Use knowledge of these -- which you get by slicing and dicing your
logs -- to craft alarms that go off when unusual things happen.
Refine the alarms to adjust for FPs, and definitely for FNs.

(e) You can (and should) also do things like blocking *all* traffic
to and from the networks on the Spamhaus DROP list.  (Why?  Because
all possible outcomes of permitting that traffic are bad for you.)
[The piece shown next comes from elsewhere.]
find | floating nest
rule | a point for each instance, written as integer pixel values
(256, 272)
(f) Revisit this periodically to see if any improvements can be
made.  Every incremental step correspondingly decreases the probability
that you'll originate abuse/attacks, and in judicious combination
they can frustrate all but the most clueful, determined,
well-resourced adversaries.


Does all of this stop abuse?  No.  But it does four things: first,
it limits the damage you can do.  You're still going to have a Bad Day
if your mailhost starts spamming, but if it only sends 2% of what it
*could* have sent, you will avoid a much worse day.  Second, it gives
you a fighting chance of detecting the problem.  Yes, other people
might eventually tell you about it, and that's great, but it would
be much better if you caught it first.

Third, it makes your operation a harder target.  Especially if
you repeat this approach across every server, every service, every
port, every protocol.  This discourages future attackers/abusers,
because they have their pick of much softer targets.  This in turn
reduces your future workload.  Think of it as being the opposite
of an abuse magnet.

Fourth, as you've probably guessed, it also hardens you against
*inbound* attacks.  So even if you completely lack the resolve
to defend the Internet from your operation, you should care about this
anyway because it's in your self-interest.